Ultimately, the proposal to set a cap at 30% and then potentially ratchet that percentage down via a “graduated approach” in purportedly less risky cases to “take into account the risk, complexity, length and likely damages award of settlement to flow from a case” invites the exact same arguments that will no doubt be made against this proposal for why any cap is inappropriate and fails to account for the risks specific to each case.[3] Furthermore, there is no basis for regulating from an assumption that the funding of class actions has become less risky in an environment where more class actions are now being prosecuted through trial and more costs and risks accompany the prosecution of class actions, including but not limited to the substantial additional costs and risks that flow from the Government’s new funder regulations and other proposed reforms.

It remains to be seen what consideration, if any, the Government will place on the many submissions that will be made on this proposal at the end of June by the various stakeholders involved in Australian class actions. One can only hope that they will, in particular, scrutinise the data about what is actually happening with shareholder class actions in Australia.

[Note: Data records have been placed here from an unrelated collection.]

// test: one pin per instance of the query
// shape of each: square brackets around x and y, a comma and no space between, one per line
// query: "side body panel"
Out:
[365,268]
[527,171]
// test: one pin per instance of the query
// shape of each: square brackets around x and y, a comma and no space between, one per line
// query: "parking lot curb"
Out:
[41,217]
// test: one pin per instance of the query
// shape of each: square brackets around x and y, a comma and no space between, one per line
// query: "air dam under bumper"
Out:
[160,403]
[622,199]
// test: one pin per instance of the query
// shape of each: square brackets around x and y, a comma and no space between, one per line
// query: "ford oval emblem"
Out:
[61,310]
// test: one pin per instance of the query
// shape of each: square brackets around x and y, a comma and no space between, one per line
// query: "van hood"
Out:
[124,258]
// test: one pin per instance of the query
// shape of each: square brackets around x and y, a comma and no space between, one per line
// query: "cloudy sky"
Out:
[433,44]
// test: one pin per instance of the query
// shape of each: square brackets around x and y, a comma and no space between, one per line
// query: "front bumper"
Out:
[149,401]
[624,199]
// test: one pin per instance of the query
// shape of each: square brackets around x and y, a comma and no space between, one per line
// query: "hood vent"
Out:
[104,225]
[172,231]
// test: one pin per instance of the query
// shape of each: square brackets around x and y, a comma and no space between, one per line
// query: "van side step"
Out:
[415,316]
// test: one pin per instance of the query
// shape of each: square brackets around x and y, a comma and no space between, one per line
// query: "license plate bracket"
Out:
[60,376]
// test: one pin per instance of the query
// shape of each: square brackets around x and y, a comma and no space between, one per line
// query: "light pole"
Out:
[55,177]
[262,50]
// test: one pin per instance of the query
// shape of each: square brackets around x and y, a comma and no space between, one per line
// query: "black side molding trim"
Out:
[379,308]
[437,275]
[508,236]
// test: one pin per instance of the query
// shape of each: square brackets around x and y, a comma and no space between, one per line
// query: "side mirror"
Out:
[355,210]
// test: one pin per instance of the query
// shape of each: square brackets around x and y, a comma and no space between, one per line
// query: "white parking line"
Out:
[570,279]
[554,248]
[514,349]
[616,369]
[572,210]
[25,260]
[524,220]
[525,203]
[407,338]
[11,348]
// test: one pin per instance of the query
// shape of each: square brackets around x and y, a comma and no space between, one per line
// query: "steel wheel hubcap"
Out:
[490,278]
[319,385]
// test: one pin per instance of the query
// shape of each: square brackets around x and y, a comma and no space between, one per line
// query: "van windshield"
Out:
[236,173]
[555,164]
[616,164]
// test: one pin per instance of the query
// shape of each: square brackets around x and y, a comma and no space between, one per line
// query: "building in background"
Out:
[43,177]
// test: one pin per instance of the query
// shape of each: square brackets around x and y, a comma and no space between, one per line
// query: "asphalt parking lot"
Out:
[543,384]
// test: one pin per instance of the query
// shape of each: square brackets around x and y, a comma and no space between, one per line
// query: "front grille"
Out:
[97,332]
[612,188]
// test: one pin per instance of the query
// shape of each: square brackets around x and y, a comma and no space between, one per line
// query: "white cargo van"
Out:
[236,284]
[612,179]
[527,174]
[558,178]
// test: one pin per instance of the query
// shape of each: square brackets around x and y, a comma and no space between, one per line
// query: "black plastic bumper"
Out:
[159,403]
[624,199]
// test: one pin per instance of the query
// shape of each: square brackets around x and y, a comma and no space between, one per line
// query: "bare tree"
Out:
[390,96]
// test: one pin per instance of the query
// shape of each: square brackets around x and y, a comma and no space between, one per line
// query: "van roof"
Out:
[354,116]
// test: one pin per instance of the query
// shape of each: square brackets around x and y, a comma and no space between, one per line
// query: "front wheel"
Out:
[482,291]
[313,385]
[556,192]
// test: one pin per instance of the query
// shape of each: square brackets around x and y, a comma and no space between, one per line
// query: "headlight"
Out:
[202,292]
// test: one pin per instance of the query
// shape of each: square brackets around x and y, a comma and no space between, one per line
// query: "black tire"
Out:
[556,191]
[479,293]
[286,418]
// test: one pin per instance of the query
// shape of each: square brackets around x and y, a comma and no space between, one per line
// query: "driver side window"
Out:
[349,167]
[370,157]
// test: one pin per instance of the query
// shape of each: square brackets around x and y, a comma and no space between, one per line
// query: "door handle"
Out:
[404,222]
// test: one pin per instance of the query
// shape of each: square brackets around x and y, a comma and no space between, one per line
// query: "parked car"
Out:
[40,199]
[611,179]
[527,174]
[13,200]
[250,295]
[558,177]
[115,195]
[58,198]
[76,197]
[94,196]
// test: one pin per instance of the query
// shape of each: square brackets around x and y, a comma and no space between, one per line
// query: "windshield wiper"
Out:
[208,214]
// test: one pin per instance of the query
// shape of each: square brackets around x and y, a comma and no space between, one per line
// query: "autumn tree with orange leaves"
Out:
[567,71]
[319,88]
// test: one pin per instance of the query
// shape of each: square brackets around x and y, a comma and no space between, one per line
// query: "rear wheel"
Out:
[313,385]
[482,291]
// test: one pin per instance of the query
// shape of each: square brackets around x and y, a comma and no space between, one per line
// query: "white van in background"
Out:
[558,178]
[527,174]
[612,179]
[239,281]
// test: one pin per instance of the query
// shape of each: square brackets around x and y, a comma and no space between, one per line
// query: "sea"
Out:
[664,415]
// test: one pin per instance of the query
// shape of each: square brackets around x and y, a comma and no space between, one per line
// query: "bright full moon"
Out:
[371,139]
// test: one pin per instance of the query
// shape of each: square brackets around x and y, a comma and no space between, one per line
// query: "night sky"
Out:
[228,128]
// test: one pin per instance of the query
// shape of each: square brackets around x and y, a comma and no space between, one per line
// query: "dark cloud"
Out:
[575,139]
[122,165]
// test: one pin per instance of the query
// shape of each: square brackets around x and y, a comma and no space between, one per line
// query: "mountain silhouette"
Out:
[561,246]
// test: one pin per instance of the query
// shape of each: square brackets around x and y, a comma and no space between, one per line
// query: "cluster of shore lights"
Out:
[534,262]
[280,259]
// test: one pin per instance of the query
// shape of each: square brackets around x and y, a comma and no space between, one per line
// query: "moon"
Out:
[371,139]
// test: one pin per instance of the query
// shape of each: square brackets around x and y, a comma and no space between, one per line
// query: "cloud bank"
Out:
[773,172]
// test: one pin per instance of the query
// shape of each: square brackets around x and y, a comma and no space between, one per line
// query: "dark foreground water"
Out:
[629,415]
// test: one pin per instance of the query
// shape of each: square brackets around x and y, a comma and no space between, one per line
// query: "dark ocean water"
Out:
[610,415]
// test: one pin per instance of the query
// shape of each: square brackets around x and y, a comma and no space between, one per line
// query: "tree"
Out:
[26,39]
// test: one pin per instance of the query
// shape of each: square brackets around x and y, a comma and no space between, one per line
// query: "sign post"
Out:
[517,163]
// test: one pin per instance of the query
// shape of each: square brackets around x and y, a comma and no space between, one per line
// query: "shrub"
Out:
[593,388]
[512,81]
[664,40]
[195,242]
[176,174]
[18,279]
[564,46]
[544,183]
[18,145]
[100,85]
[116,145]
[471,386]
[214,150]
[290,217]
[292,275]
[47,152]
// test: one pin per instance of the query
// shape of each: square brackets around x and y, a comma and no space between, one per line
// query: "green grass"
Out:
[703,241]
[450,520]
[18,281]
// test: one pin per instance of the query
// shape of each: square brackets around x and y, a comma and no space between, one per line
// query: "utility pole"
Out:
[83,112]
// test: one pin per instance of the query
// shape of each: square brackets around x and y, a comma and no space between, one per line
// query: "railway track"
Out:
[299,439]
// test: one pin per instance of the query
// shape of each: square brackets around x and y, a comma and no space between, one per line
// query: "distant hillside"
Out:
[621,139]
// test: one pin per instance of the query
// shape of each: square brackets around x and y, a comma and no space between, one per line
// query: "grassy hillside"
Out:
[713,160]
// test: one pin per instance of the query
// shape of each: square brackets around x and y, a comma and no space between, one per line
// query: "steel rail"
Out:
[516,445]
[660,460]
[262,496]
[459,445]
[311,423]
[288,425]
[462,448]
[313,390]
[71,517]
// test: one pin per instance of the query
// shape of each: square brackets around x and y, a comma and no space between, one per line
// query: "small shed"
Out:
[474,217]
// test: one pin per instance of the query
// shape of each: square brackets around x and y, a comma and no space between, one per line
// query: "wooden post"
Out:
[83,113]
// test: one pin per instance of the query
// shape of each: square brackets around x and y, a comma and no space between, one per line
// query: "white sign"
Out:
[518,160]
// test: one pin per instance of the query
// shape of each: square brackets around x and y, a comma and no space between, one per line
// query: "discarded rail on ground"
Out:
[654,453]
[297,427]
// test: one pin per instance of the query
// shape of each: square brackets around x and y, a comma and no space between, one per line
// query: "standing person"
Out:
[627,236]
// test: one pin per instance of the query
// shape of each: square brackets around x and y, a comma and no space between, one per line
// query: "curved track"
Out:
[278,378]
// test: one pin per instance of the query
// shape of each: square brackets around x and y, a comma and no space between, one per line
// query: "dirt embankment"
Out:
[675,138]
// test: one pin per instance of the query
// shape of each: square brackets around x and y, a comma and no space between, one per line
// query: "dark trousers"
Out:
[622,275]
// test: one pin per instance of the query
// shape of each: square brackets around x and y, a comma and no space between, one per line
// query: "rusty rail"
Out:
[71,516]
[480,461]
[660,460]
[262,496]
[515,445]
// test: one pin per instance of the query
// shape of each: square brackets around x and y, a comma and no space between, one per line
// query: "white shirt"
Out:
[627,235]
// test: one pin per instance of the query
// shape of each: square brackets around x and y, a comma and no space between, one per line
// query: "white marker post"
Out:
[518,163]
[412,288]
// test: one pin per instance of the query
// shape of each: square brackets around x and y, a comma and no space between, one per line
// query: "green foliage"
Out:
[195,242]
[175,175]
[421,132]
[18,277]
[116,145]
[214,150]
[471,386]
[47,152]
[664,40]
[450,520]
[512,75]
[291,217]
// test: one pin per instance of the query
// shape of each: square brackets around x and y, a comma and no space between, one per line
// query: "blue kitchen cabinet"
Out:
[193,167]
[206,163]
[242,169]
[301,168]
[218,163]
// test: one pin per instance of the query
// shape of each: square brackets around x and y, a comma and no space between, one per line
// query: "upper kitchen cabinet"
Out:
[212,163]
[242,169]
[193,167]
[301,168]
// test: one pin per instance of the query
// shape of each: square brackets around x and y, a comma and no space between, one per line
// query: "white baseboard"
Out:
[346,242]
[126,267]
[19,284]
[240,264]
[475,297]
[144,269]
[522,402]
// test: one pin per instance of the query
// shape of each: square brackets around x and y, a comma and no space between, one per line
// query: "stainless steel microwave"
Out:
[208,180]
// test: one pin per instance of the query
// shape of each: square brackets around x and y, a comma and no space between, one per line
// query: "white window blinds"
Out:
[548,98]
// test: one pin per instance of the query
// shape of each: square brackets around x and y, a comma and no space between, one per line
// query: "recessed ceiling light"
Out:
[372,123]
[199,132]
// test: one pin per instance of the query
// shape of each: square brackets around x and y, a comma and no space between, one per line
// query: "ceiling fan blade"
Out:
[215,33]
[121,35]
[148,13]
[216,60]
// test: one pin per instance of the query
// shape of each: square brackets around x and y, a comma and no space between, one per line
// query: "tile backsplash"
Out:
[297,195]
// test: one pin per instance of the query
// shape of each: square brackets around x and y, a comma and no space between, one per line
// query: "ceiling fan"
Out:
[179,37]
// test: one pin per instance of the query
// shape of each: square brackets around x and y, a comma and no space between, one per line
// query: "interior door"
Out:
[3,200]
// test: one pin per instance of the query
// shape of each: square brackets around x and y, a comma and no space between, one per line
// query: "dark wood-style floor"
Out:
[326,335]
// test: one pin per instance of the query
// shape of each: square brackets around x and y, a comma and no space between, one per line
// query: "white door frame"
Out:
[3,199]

Regardless of where one stands on the broader policy debate about the utility of class actions, the approach adopted last year of jamming through new regulations, that have been acknowledged as not being fit for purpose, prior to any submissions being made to the PJC should not be repeated.

 


[1] Vince Morabito, ‘Courts see record number of class actions as shareholder proceedings drop in significance’, Lawyerly (20 May 2021).

[2] Christine Caulfield, “Consumer class actions on the rise, as group proceedings hit financial year record”, Lawyerly, (25 May 2021).

[3] Australian Government, The Treasury, Attorney-General’s Department, “Guaranteeing a minimum return of class action proceeds to class members”, Consultation Paper, (June 2021).